Help With Code for BoxPlots

Hello, I was wondering if someone might be able to help me with some coding issues. I know how to make a generic boxplot using the appropriate data but I was wondering if there was a way to distinguish between categorical variables within another categorical variable on boxplots. For example: my data set has the variables- Trial#, Site, Treatment_Salinity as my various categorical variables. I am wanting to create boxplots comparing Time Trial Data for each site (two different sites), trial#(three different trials) and salinity treatments (7 per site per trial). As of right now I was able to get the boxplots to compare just the salinity time trial differences but I need to be able to compare with those three variables essentially stacking into one another (I am sorry if this is confusing).

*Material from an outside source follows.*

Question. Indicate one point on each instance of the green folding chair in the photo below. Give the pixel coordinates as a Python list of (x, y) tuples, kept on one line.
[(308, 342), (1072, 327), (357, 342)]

Another issue I am having is that right now I have a "." in the place where there is no data available for the numerical data, should I change that to NA so that R excludes it or should I leave the excel cell empty? 0's are values I have for the time trial data so I can't use 0 as a placeholder.

With the boxplots, is it possible to exclude anything that has 3 or less replicates? I realize this is a lot of questions but I am really struggling with this. Any and all help is appreciated.

Thank you!

I suggest you make a new data column that encodes the Site, Treatment and Trial information and use that as your x axis.
You can filter out combinations with 3 or fewer points using the group_by(), summarize() and filter() functions from the dplyr package.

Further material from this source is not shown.